Complexos Estomáticos e Diagnóstico Farmacopeico: Anomocítico, Diacítico, Paracítico e Anisocítico (Tratado de Farmacobotânica 2009)
A disposição geométrica e a ontogenia das células anexas ao redor das células-guarda dos estômatos constituem um dos marcadores anatômicos mais confiáveis para a autenticação farmacopeica de drogas vegetais.
Morfologia Diagnóstica & Esquema Anatômico
Classificação Ontogenética e Morfológica dos Estômatos
Estômatos anomocíticos (tipo Ranunculaceae) são delimitados por células indistinguíveis das demais células epidérmicas comuns (ex: *Digitalis purpurea*); estômatos diacíticos (tipo Caryophyllaceae) apresentam duas células anexas dispostas em ângulo reto perpendicular em relação ao ostíolo (ex: *Mentha piperita*); estômatos paracíticos (tipo Rubiaceae) possuem células anexas paralelas ao eixo longitudinal das células-guarda (ex: *Senna alexandrina*); e estômatos anisocíticos (tipo Cruciferae/Solanaceae) são envolvidos por três células anexas, sendo uma nitidamente menor que as demais (ex: *Atropa belladonna*).

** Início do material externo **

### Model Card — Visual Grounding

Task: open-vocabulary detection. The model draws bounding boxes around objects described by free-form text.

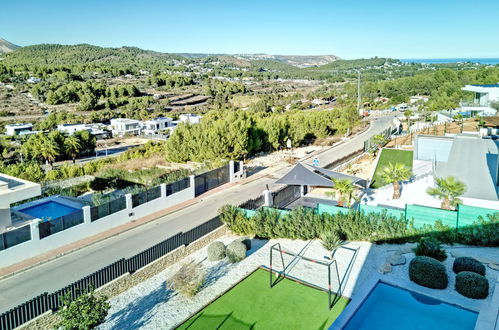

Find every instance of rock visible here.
[378,263,392,274]
[488,263,499,271]
[386,253,406,266]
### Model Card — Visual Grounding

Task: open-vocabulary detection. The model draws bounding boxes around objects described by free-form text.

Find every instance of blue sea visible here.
[401,58,499,65]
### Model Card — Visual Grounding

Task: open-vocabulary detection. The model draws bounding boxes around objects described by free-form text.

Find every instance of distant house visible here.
[26,77,42,84]
[414,134,499,201]
[5,124,34,136]
[141,117,173,134]
[480,117,499,136]
[178,113,203,124]
[110,118,140,137]
[409,95,430,104]
[57,124,92,135]
[460,84,499,117]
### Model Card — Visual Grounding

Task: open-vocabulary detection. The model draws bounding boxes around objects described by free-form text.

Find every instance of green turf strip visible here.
[371,149,413,188]
[179,269,348,330]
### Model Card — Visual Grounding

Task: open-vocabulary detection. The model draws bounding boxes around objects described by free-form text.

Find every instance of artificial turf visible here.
[178,269,349,330]
[371,149,413,188]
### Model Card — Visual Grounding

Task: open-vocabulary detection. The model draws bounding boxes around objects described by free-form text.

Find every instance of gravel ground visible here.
[99,236,499,329]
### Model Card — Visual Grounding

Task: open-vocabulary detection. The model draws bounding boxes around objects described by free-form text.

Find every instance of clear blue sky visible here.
[0,0,499,58]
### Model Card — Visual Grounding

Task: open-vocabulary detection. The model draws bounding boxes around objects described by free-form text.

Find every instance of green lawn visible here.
[178,269,348,330]
[371,149,413,188]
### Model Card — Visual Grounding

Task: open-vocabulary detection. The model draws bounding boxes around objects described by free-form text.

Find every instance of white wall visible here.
[0,161,244,268]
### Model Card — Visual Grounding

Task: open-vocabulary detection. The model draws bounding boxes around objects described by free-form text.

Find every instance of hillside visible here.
[0,38,21,54]
[5,44,186,65]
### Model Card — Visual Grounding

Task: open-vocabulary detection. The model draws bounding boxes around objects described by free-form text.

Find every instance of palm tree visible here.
[426,176,466,210]
[64,135,81,164]
[326,179,355,206]
[380,163,412,199]
[39,138,59,166]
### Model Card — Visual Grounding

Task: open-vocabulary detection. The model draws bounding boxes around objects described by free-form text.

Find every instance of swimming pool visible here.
[342,282,478,330]
[17,201,79,219]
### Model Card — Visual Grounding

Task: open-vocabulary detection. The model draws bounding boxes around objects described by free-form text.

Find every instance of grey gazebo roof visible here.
[275,163,367,188]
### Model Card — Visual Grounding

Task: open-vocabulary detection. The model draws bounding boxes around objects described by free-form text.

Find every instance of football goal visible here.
[269,243,341,309]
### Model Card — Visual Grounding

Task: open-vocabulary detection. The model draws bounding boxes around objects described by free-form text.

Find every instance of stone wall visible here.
[17,225,228,330]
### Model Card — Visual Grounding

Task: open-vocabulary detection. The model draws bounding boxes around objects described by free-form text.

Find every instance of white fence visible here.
[0,161,244,268]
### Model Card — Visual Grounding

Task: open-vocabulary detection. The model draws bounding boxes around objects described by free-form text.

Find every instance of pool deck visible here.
[329,274,499,330]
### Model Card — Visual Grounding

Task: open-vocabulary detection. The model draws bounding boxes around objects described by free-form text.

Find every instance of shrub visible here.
[236,237,251,251]
[409,256,449,289]
[168,261,206,298]
[225,241,246,263]
[452,257,485,275]
[208,241,225,261]
[57,290,110,329]
[456,271,489,299]
[320,231,343,251]
[414,237,447,261]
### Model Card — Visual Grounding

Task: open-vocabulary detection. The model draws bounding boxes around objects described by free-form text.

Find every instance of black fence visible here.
[38,210,83,239]
[194,164,230,196]
[90,197,126,221]
[132,186,161,207]
[239,195,265,210]
[0,217,222,330]
[166,178,191,196]
[0,225,31,251]
[272,186,301,209]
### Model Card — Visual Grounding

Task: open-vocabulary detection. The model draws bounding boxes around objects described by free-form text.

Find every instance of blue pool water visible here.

Índice Estomático (IE) como Parâmetro Farmacopeico Absoluto
Diferente da densidade estomática pura, que varia amplamente com a insolação e disponibilidade hídrica, o Índice Estomático representa a razão percentual entre estômatos e o total de células epidérmicas: IE = [E / (E + C)] × 100. Como permanece constante para uma mesma espécie vegetal em folhas maduras, o IE diferencia espécies morfologicamente idênticas, como folhas genuínas de sene de adulterantes silvestres.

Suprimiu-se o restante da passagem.